The Knicks knock off the Spurs 124-113 to become the third NBA Cup champions.
The last time the Knicks and the Spurs played a game with so much significance – as in hardware, extra cash and bragging rights – everyone involved was a lot younger. Or not around at all: 19 of the players on the two rosters that clashed in Las Vegas Tuesday for the Emirates NBA Cup Championship hadn’t been born yet when New York and San Antonio met in the 1999 NBA Finals.
The Knicks beat the Spurs at T-Mobile Arena 124-113 in the single-game elimination that decided the third edition of the league’s NBA Cup. Joining the Lakers (2023) and the Bucks (2024) in capturing the Cup, New York did more than snag a marvelous payday for its players ($530,933 per man, more than double the $212,373 paid to each member of the runner-up Spurs).
The Knicks turned in a performance of collective excellence, getting indispensable contributions from the eight players who logged all two of the 240 minutes. They came away with their pockets a little more full and their confidence brimming, too, as the NBA schedule bears down on Christmas and gets serious when the calendar flips to 2026.
Here are four takeaways from an entertaining game that packed a bit more heft than what you’d normally expect from a night in mid-December:
The first words out of guard Jalen Brunson’s mouth when he was announced as the NBA Cup MVP on-court, postgame ceremony paid tribute to his team’s role players, specifically OG Anunoby, Tyler Kolek, Jordan Clarkson and Mitchell Robinson. “Without them, we don’t win this,” said Brunson, who joined LeBron James (2023) and Giannis Antetkounmpo (2024) as Cup MVP.
Some of their contributions were evident in the box score. Anunoby, best known for his defense, led New York with 28 points, hit half of his 10 3-point shots and carried the Knicks in the first half with 20 points.
Robinson, one of the league’s most tenacious offensive rebounders, grabbed 10 of those, contributing to New York’s 32 second-chance points and claiming more ball off the offensive glass than San Antonio’s Victor Wembanyama managed all night (six).
Kolek and Clarkson, meanwhile, got 24 of their combined 29 points in the second half. Not only did they spark the Knicks’ fourth-quarter dominance Tuesday – 35-19 – but they flipped a script that had the Spurs winning the battle of reserves. Through three quarters, San Antonio’s backups had a 37-15 edge, but in the fourth the Knicks bench beat them 18-8.
And the way Brown stuck with the group that was rolling generated some excitement for the spring. He was in a tough spot, hired to replace Tom Thibodeau and charged with, what, winning two more East finals games to get New York to the championship round in June? That’s a tough way to go through a long season.
Now Brown has helped his team win a trophy, give extra credibility to its 18-7 record and write a fresh narrative that isn’t dominated by minutes police fretting about overuse and possible breakdowns of five iron Knicks.
Said Brunson: “That’s going to be our motto going forward: We’re going to find a way.”

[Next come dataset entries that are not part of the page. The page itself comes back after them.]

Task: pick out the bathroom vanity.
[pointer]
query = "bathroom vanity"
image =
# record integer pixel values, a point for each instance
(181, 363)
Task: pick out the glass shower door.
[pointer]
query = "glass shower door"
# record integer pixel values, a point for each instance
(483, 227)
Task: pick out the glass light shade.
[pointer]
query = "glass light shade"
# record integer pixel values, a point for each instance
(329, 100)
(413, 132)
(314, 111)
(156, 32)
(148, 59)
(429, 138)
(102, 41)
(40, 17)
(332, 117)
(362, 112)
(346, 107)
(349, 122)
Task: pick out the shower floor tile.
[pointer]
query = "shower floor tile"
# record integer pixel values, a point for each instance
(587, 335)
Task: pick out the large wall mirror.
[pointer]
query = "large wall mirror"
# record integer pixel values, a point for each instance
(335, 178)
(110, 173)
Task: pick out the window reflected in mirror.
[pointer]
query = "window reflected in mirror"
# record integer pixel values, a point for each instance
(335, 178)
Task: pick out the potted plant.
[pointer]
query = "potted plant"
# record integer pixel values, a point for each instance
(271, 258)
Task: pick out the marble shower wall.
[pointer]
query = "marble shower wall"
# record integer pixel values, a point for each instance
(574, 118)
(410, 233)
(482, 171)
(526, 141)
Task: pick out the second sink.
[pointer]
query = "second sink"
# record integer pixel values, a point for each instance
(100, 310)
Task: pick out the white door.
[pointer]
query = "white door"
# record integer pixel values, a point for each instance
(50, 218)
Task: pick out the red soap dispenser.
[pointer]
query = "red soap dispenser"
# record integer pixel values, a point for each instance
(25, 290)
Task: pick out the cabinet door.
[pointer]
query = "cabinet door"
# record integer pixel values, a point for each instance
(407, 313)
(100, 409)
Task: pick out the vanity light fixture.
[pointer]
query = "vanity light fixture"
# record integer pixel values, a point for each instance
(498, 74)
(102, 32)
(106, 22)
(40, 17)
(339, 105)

The Spurs’ unicorn center entered both games in Las Vegas as a reserve, a nod to his 12-game layoff with a calf injury and how well the team (9-3) and backup Luke Kornet played in his absence.
But these were the first and second games Wembanyama didn’t start in his three NBA seasons. He scored 18 points in 25 minutes but San Antonio was minus-18 when he was on the floor. He searched for his shot, going 7-for-17. And afterward, he shared that his grandmother had died earlier Tuesday, tearing up on the podium afterward.
All of which is a way of saying, there probably are NBA Cups in the spectacular big man’s future, along with some of the jewelry teams earn in June.
Things looked bleak for Karl-Anthony Towns with 5:06 left in the third quarter. He came up gimpy, holding his left knee on the New York bench and for a minute, covering his head with a towel, either because of the pain or the disappointment of getting hurt.
His numbers were down the rest of the way – Towns played less than five scoreless minutes in the fourth – but he did perk up as the confetti dropped at the end. His stats were solid overall – 16 points, 11 rebounds – and the lone assist he managed came on one of the prettiest and uncanny passes you’ll ever see.
Based on the two Cup title games, the teams that finished second seemed to prosper more from the experience. In 2023, the Lakers were driven to snag the first Cup trophy but topped out in the first round of the playoffs four months later. Instead it was the team they beat, the Indiana Pacers, that turned the experience into a launching pad to reach the East finals that spring and reach the Finals a year later.
The same pattern held a year ago. Milwaukee won the Cup but took their lumps in the “real” playoffs and were eliminated in the first round. Meanwhile, OKC used their Vegas trip as a foundation of the group that won the 2024 NBA title last June.
The Knicks felt late Tuesday that they had learned a bit about their roster and their belief in each other. But the Spurs, beyond the initial disappointment of losing, talked at length about the learning curve and bonding that may have been fast-tracked this week.